Study Highlights Issues with Antireflux Surgery

Internal Medicine World Report, April 2015,

A study in JAMA Surgery identified several factors that cause a frequently used antireflux surgery to be unsuccessful.

A study in JAMA Surgery identified several factors that cause a frequently used antireflux surgery to be unsuccessful.

A highly effective treatment for gastroesophageal reflux disease (GERD), only 10 to 20% of patients who undergo a laparoscopic fundoplication subsequently experience a recurrence of symptoms and 3% to 6% of patients require a second procedure, the authors cited.

However, MArco G. Patti, MD, Director of the Center for esophagel Diseases at The University of Chicago Medicine and his colleagues reviewed evidence relating to laparoscopic antireflux surgery, and identified knowedge gaps and opportunitie for improvement.

In doing so, the authors found 3 areas that determined the surgery’s failure which included: incorrect indications to conduct the operation, wrong preoperative assessments, and not using the correct techniques during the surgery.

Primarily, the team found GERD patients whose symptoms are not mitigated by therapy, experience bloating or epigastric pain, and have normal preoperative ambulatory pH levels are not optimal candidates for laparoscopic antireflux surgery.

“Conversely, in patients with new GERD symptoms that coincide with weight gain, who do not meet the criteria for morbid obesity, and who have failed lifestyle modifications (e.g., diet modification and weight loss), a fundoplication is appropriate with no specific body mass index cutoff below the threshold of morbid obesity,” investigators recommended.

Citing issues with inadequate information prior to surgery, the authors also pressed for physicians to have documentation of patients’ barium swallow, upper endoscopy, esophageal manometry, and ambulatory pH monitoring. However, in GERD patients eligible for the procedure, they cited evidence that recommended a gastric emptying study and combined multichannel impedance pH should be performed in patients who are undergoing antireflux surgery.

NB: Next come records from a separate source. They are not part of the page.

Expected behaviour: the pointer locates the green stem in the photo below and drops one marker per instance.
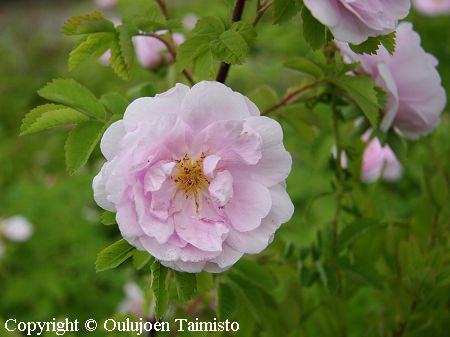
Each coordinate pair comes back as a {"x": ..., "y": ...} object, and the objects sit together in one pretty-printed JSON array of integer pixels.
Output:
[
  {"x": 339, "y": 184},
  {"x": 237, "y": 15},
  {"x": 290, "y": 98}
]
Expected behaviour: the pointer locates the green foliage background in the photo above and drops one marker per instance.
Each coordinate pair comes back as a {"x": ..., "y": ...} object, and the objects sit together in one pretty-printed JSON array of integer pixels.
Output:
[{"x": 396, "y": 265}]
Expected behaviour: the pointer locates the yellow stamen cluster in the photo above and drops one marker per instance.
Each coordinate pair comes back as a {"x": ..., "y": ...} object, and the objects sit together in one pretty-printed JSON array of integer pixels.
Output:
[{"x": 189, "y": 177}]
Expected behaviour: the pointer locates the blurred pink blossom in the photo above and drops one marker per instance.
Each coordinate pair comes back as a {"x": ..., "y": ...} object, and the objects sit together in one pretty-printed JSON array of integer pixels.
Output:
[
  {"x": 432, "y": 7},
  {"x": 16, "y": 228},
  {"x": 196, "y": 176},
  {"x": 416, "y": 97},
  {"x": 105, "y": 4},
  {"x": 354, "y": 21}
]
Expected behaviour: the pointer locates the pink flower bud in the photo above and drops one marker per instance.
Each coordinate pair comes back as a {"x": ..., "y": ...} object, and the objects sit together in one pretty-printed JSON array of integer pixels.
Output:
[{"x": 379, "y": 162}]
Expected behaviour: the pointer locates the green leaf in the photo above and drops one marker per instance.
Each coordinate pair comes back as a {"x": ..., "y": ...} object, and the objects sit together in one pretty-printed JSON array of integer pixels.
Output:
[
  {"x": 71, "y": 93},
  {"x": 108, "y": 218},
  {"x": 209, "y": 26},
  {"x": 204, "y": 282},
  {"x": 86, "y": 24},
  {"x": 204, "y": 66},
  {"x": 257, "y": 301},
  {"x": 361, "y": 90},
  {"x": 264, "y": 97},
  {"x": 114, "y": 102},
  {"x": 190, "y": 50},
  {"x": 246, "y": 30},
  {"x": 140, "y": 259},
  {"x": 48, "y": 116},
  {"x": 94, "y": 45},
  {"x": 372, "y": 44},
  {"x": 306, "y": 66},
  {"x": 226, "y": 301},
  {"x": 160, "y": 289},
  {"x": 206, "y": 30},
  {"x": 315, "y": 34},
  {"x": 230, "y": 48},
  {"x": 398, "y": 146},
  {"x": 81, "y": 142},
  {"x": 186, "y": 285},
  {"x": 283, "y": 10},
  {"x": 153, "y": 24},
  {"x": 113, "y": 255},
  {"x": 353, "y": 231},
  {"x": 122, "y": 52}
]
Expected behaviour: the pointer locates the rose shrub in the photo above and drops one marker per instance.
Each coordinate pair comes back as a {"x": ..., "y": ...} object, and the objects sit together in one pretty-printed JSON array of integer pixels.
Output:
[{"x": 196, "y": 177}]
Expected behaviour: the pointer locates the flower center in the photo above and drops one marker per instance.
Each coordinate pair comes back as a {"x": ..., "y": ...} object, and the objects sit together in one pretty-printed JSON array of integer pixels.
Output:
[{"x": 189, "y": 176}]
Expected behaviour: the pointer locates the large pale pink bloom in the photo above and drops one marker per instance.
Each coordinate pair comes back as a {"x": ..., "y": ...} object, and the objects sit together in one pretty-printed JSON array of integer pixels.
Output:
[
  {"x": 196, "y": 176},
  {"x": 415, "y": 94},
  {"x": 379, "y": 162},
  {"x": 354, "y": 21},
  {"x": 151, "y": 52},
  {"x": 432, "y": 7}
]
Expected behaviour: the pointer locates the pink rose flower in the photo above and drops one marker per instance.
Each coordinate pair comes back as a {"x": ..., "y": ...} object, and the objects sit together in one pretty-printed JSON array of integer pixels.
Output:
[
  {"x": 196, "y": 176},
  {"x": 415, "y": 94},
  {"x": 151, "y": 52},
  {"x": 354, "y": 21},
  {"x": 379, "y": 162},
  {"x": 432, "y": 7}
]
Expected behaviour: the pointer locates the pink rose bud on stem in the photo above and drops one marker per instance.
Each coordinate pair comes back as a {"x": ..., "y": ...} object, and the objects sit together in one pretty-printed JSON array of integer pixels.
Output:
[
  {"x": 416, "y": 97},
  {"x": 379, "y": 162},
  {"x": 354, "y": 21},
  {"x": 432, "y": 7},
  {"x": 196, "y": 177}
]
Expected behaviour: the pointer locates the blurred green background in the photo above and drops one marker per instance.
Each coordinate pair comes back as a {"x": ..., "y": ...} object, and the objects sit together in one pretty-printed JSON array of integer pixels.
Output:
[{"x": 53, "y": 274}]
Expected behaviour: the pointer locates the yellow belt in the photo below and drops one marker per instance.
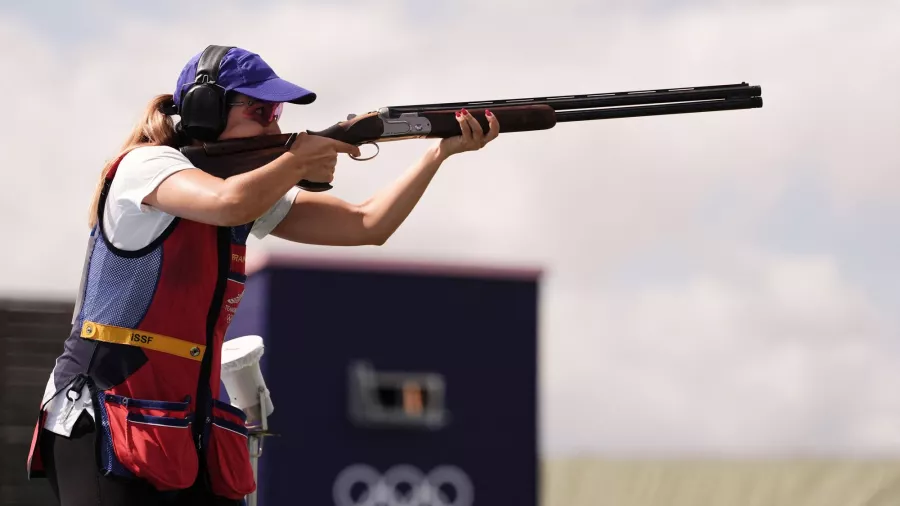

“Still, many believe that GERD can be securely diagnosed by the clinical history and an upper endoscopy only and that additional tests are not necessary. However, many studies have shown that even typical symptoms, such as heartburn and regurgitation, have low accuracy, leading to a wrong diagnosis of GERD in 30% to 50% of patients,” Patti and his co-authors cautioned.

Furthermore, the researchers identified measures taken during surgery which could positively affect outcomes, including optimal choice of wrap, dissecting 3 to 5 cm of esophagus without diaphragm tension, and using the “shoeshine maneuver” when bringing the stomach around the esophagus and gastroesophageal junction.

“Its [laparoscopic antireflux surgery] success is based on careful patient selection that takes into account a thorough preoperative evaluation and on the performance of a fundoplication that respects the key technical elements,” the investigators deduced. “Patients who are still symptomatic postoperatively must be thoroughly evaluated to identify the cause of failure, and treatment must be individualized.”